Bunyoro Kitara Kingdom has opposed government’s proposal to construct a hydropower dam in Murchison Falls National Park.
In a July 3 letter to the chief executive officer of Electricity Regulatory Authority (ERA), the kingdom prime minister, Mr Andrew Byakutaga, stated that the park is a unique landscape with several components that are crucial for enhancing the social-ecological resilience of the people of Bunyoro and neighbouring districts.
“Building a hydropower dam along River Nile within Murchison Falls National Park will disrupt the physio-chemical and biological processes of the river. The river and the adjacent riparian landscapes host several flora, fauna and cultural landscapes revered by the people of Bunyoro and used in several cultural and royal rituals,” the letter reads in part.
On June 7, ERA ran a public notice in the media indicating that it received an application from Bonang Power and Energy (Pty) Limited in April for a permit to conduct feasibility studies for construction of a hydro power dam on Victoria Nile in the park.
The notice attracted a public uproar with several conservationists rejecting the proposal.
Mr Byakutaga said the park has several sacred sites that are critical in the cultural identity of the kingdom.
“Building the dam on the proposed site will affect the Murchison/ Kabalega falls either through changes in the flow regime or sediment transfer. This will affect the flora and fauna around the site yet this is the main touristic attraction in the park,” he stated.

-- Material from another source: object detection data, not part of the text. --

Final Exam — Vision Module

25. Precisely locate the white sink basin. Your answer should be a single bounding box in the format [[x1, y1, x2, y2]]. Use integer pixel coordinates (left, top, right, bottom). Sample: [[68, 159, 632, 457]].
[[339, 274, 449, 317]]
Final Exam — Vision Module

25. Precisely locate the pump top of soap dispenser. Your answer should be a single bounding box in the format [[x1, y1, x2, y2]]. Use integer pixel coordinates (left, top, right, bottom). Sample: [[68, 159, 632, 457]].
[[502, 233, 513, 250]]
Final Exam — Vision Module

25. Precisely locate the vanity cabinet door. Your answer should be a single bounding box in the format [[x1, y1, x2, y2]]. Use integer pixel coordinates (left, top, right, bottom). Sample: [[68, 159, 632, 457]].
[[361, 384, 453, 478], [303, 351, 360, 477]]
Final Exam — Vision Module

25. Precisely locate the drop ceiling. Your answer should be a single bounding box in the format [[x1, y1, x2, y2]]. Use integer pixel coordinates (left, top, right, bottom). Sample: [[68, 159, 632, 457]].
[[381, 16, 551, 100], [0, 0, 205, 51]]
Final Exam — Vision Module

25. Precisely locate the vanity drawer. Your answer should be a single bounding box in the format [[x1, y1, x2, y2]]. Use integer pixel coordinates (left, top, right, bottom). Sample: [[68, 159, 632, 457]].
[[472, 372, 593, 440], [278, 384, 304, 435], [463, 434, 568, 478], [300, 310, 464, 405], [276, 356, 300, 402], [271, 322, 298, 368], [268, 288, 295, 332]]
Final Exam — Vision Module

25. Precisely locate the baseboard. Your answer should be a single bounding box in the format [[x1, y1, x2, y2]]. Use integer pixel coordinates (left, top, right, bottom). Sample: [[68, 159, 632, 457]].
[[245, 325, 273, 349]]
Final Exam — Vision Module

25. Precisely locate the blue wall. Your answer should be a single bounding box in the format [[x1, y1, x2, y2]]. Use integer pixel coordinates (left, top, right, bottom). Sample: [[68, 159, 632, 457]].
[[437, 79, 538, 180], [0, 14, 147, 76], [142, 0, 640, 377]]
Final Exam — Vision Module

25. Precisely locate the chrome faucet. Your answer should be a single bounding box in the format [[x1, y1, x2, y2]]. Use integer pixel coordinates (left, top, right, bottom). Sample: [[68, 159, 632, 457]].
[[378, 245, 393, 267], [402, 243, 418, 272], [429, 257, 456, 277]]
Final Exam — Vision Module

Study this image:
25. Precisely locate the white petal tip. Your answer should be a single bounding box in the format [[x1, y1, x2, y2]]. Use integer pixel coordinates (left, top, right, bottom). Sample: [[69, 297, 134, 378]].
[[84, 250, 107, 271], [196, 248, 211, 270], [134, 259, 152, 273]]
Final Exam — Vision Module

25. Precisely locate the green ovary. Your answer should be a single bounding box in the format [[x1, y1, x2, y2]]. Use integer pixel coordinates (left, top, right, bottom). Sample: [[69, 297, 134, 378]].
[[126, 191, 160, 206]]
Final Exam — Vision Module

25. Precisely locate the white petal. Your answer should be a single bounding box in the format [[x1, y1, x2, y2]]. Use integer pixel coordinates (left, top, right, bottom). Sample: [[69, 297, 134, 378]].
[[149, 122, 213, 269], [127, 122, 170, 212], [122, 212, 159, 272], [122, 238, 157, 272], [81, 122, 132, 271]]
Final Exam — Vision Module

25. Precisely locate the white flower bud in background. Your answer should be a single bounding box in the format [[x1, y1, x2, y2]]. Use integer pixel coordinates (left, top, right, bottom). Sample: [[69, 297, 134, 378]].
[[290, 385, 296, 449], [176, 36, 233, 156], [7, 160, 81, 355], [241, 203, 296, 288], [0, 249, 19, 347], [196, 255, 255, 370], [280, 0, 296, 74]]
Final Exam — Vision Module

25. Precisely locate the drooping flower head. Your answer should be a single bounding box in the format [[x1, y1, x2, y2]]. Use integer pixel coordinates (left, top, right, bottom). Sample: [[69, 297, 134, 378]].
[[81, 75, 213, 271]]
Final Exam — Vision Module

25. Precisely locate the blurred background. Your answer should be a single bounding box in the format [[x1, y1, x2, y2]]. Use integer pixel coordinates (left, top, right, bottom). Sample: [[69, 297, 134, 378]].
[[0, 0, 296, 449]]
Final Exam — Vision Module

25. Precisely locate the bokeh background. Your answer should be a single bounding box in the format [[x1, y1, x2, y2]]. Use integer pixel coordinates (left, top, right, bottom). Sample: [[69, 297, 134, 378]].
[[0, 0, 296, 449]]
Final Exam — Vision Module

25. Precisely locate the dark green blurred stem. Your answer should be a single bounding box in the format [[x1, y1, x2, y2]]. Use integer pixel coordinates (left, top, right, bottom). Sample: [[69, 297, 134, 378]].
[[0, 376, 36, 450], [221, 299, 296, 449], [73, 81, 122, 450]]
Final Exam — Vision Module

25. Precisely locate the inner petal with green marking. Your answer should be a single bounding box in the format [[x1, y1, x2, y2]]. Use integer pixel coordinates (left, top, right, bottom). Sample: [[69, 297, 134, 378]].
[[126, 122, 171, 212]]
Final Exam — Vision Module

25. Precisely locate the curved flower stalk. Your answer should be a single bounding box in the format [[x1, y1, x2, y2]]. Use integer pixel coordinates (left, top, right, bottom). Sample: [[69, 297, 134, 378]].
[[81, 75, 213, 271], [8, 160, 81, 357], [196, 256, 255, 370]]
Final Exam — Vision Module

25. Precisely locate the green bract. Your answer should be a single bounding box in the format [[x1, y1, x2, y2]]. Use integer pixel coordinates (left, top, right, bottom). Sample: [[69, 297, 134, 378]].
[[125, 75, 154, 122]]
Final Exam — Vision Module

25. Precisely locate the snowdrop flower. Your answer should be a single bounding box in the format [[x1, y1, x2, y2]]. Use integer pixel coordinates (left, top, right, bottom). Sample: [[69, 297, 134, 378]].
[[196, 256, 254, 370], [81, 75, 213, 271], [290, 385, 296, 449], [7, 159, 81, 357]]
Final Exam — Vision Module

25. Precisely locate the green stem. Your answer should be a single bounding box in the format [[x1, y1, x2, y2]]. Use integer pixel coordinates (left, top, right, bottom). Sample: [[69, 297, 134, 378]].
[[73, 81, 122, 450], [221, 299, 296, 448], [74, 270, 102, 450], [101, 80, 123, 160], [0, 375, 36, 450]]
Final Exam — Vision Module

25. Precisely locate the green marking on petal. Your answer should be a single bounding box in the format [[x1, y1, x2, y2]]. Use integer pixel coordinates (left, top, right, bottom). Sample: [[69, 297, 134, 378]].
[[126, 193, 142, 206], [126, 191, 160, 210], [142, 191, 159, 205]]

Thousands of tourists visit the park annually.
On November 26, 2013, the Omukama of Bunyoro, Dr Solomon Gafabusa Iguru I, erected a plaque on top of the falls to mark the site where the Babiito first stepped on their way to the kingdom around 1500 AD.
Mr Byakutaga said the park is already under stress from the oil and gas exploration and development activities which will affect its ecological resilience, adding that a dam construction will exacerbate the risk.
Mr Julius Wandera, the ERA spokesperson, said the comments from Bunyoro and all other stakeholders are welcome.
“A technical review of the application is ongoing and within two weeks time, the board of ERA might have taken a decision and we shall announce it,” Mr Wandera said.
Murchison Falls National Park lies at the northern end of the Albertine Rift Valley, where the sweeping Bunyoro escarpment tumbles into vast, palm-dotted savanna. First gazetted as a game reserve in 1926, it is Uganda’s largest and oldest conservation area, hosting 76 species of mammals and 451 birds. The park is bisected by the Victoria Nile, which plunges 45m over the remnant rift valley wall, creating the dramatic Murchison Falls, the centerpiece of the park and the final event in an 80km stretch of rapids. The stretch of river provides one of Uganda’s most remarkable wildlife spectacles. According to the Uganda Wildlife Authority’s official website, the park has elephants, giraffes and buffaloes; while hippos, Nile crocodiles and aquatic birds. At Murchison falls, River Nile squeezes through an 8 metre wide gorge and plunges with a thunderous roar below a valley, creating a trademark rain ball.